What follows are instructions for signing up for the project, which requires choosing a preferred social media outlet, such as Facebook, Instagram or Twitter, for posting photos of what made you happy that day and using the hashtag #100happydays.
While some of the language on the site can feel similar to a guilt-trip-provoking chain letter, 100happydays also has its own foundation that funds various charitable outlets through donations. There is no advertising on the site and no visible face of the brand. The 100happydays challenge has attracted some bold-faced names, however, such as actress Emmy Rossum, who posted Instagram photos of crafts, among other activities that she finds uplifting.
But 100 days of documenting moments of elation is a significant time commitment. At the other end of the spectrum, a "Positivity Challenge," currently making the rounds, requires only mindfulness for five straight days.

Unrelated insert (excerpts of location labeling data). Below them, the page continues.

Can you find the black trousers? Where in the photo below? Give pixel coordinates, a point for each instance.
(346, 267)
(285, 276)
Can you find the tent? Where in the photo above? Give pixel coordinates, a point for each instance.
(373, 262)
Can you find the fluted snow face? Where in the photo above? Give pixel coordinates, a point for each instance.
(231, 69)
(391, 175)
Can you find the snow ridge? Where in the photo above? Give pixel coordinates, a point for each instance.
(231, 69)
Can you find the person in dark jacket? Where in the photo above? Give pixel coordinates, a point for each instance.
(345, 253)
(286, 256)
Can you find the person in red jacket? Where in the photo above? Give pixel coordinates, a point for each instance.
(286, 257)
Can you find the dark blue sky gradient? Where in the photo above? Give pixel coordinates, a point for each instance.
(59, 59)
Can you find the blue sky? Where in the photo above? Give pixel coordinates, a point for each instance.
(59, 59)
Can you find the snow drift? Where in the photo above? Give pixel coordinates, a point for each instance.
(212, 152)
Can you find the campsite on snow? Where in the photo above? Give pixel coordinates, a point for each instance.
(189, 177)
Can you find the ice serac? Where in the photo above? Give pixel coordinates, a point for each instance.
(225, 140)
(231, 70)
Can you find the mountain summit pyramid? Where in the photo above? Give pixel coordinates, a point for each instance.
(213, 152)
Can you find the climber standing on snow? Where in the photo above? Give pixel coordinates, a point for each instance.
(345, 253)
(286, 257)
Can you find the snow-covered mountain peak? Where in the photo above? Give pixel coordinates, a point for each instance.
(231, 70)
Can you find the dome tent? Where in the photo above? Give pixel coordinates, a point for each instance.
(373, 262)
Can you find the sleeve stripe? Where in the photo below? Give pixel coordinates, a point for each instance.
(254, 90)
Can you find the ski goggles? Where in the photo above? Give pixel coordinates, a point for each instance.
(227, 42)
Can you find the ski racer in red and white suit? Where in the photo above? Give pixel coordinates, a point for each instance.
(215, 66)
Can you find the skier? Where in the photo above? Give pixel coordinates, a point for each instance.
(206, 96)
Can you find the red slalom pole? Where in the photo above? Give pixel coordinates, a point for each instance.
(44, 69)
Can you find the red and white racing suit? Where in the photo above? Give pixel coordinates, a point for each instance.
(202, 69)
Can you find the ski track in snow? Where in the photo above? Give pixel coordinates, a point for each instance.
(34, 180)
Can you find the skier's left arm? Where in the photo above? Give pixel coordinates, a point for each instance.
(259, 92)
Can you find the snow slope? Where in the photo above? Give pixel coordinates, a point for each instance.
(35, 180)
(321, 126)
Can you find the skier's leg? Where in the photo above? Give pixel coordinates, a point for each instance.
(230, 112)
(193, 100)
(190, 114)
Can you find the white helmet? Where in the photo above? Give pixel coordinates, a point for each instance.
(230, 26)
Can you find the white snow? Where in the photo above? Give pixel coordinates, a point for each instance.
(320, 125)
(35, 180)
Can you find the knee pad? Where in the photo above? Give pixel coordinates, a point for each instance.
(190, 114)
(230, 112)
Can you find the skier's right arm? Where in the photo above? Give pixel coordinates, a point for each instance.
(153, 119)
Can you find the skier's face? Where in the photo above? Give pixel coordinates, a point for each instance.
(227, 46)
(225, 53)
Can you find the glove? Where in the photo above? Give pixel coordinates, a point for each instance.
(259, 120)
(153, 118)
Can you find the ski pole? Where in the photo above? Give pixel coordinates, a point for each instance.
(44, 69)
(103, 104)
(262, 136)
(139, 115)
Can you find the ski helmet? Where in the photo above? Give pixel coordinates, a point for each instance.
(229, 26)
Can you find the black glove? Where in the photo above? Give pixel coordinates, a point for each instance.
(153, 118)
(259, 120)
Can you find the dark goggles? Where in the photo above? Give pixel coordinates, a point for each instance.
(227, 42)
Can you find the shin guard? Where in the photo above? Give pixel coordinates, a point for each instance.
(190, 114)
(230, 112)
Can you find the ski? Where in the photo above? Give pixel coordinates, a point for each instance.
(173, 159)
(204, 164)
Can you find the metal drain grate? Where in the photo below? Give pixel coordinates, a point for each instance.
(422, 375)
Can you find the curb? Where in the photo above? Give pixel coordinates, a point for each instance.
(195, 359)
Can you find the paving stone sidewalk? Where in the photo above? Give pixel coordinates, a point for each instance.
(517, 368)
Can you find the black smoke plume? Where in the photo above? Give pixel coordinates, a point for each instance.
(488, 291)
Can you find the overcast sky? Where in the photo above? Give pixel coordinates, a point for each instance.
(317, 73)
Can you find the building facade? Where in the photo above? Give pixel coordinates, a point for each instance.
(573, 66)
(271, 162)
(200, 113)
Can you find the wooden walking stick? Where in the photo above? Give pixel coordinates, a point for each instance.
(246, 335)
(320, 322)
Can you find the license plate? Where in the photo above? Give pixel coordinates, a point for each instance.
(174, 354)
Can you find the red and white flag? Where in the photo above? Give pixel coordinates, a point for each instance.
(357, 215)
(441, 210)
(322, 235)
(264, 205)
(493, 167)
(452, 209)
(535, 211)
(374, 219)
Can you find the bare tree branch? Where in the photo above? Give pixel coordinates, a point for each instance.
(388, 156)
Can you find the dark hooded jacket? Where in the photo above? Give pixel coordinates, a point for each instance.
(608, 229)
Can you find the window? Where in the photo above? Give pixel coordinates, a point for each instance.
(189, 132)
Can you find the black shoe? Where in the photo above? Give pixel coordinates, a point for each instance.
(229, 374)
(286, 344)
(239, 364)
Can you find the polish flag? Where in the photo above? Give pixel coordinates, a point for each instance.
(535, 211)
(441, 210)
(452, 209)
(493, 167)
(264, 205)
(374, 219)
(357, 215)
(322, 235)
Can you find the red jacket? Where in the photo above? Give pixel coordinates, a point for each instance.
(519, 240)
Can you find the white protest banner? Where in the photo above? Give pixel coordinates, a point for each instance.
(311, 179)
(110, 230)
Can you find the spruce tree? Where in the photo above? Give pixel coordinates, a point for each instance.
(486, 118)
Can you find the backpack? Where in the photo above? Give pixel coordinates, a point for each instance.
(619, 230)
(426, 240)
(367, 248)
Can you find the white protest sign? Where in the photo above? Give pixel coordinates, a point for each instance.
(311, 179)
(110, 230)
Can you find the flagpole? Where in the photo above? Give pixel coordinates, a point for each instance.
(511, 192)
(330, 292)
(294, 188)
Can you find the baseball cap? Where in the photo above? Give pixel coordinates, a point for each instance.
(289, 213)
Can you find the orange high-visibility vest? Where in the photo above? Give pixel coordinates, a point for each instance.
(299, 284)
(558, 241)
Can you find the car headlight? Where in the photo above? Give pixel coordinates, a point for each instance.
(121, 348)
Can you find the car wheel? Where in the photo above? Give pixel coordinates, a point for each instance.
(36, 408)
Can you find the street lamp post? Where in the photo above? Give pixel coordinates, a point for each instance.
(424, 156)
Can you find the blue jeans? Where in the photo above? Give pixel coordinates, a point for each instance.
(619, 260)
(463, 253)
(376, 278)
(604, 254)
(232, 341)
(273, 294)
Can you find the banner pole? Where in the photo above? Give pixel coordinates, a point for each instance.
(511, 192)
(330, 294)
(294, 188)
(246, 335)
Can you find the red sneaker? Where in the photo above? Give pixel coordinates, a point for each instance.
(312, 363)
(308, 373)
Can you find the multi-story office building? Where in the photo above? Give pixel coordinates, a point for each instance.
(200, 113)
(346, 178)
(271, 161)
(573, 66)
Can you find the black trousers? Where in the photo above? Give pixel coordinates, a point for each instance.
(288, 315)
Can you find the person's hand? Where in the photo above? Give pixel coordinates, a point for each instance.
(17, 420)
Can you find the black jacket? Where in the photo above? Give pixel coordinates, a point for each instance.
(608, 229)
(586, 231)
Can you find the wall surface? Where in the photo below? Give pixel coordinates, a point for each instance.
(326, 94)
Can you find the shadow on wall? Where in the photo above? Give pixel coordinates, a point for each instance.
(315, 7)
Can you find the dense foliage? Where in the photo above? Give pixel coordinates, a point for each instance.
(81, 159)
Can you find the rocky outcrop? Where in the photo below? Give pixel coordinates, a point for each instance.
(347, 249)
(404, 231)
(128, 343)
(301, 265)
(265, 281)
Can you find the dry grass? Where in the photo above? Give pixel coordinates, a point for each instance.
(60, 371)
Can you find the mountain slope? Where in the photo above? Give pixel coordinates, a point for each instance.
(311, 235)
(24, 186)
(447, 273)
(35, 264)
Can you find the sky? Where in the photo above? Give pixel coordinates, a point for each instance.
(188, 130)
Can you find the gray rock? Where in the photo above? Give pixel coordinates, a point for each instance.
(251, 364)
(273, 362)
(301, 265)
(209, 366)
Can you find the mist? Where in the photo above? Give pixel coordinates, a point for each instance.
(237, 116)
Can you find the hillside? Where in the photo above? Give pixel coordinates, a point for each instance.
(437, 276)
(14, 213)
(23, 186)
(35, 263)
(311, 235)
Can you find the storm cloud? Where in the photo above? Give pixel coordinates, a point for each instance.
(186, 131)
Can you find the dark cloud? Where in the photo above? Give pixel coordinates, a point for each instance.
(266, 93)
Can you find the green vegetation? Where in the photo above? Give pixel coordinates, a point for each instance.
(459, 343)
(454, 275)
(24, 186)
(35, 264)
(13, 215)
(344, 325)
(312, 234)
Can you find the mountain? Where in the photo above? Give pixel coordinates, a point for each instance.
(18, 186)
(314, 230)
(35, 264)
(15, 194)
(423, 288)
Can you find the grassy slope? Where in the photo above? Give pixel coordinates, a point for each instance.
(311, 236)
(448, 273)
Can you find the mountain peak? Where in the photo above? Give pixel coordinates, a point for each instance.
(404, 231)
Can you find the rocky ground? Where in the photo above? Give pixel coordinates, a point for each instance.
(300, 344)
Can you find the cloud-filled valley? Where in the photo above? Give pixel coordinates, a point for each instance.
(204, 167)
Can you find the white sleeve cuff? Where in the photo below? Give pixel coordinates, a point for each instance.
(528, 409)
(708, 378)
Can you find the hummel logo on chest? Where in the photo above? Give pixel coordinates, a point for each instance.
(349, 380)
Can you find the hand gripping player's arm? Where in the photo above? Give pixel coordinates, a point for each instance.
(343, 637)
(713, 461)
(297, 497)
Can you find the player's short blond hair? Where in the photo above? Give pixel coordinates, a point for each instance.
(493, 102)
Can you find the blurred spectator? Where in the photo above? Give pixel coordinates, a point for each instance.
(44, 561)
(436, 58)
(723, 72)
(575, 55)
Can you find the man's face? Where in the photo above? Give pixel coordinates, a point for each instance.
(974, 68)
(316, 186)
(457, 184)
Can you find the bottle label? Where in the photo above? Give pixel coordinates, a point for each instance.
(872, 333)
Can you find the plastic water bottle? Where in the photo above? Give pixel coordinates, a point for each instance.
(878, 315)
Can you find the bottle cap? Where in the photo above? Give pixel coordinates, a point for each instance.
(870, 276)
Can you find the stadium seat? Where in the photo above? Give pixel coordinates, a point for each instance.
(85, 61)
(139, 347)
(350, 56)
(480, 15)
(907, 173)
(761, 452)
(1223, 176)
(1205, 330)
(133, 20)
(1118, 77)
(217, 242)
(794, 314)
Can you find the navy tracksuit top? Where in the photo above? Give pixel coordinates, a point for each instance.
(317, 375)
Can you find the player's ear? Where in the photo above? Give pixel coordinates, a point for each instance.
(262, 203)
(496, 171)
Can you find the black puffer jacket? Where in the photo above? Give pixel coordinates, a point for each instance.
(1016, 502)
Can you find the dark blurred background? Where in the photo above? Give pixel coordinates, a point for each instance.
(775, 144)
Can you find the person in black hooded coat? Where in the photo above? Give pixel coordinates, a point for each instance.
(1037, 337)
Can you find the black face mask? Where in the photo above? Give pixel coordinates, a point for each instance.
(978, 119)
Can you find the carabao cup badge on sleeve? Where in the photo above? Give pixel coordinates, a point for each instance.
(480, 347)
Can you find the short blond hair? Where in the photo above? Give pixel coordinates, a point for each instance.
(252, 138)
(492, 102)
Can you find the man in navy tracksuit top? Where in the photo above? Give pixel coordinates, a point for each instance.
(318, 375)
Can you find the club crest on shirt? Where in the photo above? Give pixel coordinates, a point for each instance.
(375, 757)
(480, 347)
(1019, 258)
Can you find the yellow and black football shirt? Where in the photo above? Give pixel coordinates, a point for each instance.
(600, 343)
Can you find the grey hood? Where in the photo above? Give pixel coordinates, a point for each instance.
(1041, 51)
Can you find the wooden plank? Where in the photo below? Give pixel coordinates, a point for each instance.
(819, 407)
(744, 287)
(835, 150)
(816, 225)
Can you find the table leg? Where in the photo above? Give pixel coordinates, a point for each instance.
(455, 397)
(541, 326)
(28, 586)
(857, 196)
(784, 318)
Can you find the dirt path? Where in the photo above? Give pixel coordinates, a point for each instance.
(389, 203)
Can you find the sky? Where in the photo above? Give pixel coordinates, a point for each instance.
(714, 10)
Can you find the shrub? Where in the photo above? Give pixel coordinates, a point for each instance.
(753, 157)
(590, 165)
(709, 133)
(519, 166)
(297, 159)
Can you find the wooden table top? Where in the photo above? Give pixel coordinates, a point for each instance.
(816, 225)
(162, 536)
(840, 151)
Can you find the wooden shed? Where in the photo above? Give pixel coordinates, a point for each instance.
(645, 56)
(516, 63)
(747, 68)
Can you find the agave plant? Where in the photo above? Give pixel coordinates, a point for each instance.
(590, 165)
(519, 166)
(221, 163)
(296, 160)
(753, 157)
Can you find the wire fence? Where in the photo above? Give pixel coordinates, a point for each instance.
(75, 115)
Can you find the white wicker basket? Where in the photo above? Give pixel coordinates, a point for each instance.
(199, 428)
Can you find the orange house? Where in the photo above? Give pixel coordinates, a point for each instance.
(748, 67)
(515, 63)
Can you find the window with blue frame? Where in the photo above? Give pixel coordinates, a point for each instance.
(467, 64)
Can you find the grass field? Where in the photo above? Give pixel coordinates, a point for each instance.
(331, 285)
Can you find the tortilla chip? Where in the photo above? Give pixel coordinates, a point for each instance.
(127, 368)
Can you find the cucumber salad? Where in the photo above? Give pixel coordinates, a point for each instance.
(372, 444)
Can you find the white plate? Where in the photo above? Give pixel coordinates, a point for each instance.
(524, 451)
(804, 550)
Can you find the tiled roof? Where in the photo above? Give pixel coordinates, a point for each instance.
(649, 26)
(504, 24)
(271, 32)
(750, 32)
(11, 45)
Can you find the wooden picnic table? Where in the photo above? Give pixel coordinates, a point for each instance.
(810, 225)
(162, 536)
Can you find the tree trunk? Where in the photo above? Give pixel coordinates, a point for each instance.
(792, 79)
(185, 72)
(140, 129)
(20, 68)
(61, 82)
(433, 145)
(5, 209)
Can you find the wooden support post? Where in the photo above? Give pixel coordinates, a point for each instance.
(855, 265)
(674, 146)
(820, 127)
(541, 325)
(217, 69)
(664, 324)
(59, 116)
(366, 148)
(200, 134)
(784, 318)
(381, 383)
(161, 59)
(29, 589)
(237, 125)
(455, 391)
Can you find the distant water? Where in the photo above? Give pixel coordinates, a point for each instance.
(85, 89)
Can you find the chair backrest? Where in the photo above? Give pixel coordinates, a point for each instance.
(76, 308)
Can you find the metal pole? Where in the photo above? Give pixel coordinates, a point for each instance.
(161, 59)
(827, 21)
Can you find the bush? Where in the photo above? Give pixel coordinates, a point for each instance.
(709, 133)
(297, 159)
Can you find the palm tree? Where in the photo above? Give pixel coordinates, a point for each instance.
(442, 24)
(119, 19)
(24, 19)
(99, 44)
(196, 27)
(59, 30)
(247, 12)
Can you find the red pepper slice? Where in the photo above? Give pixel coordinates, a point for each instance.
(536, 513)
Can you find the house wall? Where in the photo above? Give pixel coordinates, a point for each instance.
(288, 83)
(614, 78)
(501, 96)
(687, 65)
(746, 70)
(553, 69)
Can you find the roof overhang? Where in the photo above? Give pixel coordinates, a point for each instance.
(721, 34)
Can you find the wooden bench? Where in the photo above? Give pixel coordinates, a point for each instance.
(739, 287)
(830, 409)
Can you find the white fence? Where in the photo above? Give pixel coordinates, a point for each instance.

Each day the participant must share three things that he or she is happy or excited about. Then he or she must nominate three new people to participate in the experiment. All of this takes place online, typically on Facebook but sometimes in other arenas, to keep friends accountable.
"I usually don't participate in these, because I think they are silly. But, I decided I needed some positive reminders so I decided to do it," wrote a woman who started a Positivity Challenge thread on BabyCenter's community boards.
Positive exclamations made in response ranged from humblebrags, such as "I'm in Miami!" to "My kitten played fetch with me this morning, and it was just plain fun and too damn cute!" to "I took a nice walk at lunch today with a co-worker."
But even happiness has detractors, and one of the risks of sharing your glee with others in such a consistent way is that they may not want to see or read about it.
In fact, some users are so aware of how uncomfortable their happiness may make others, they warn friends in advance that the a cheery online challenge is set to begin. One such announcement in my feed read as follows: "Feel free to un-friend me now. DAY ONE..."
How do you feel about happiness challenges? Would you participate in one or do they feel forced? Share your thoughts in the comments below.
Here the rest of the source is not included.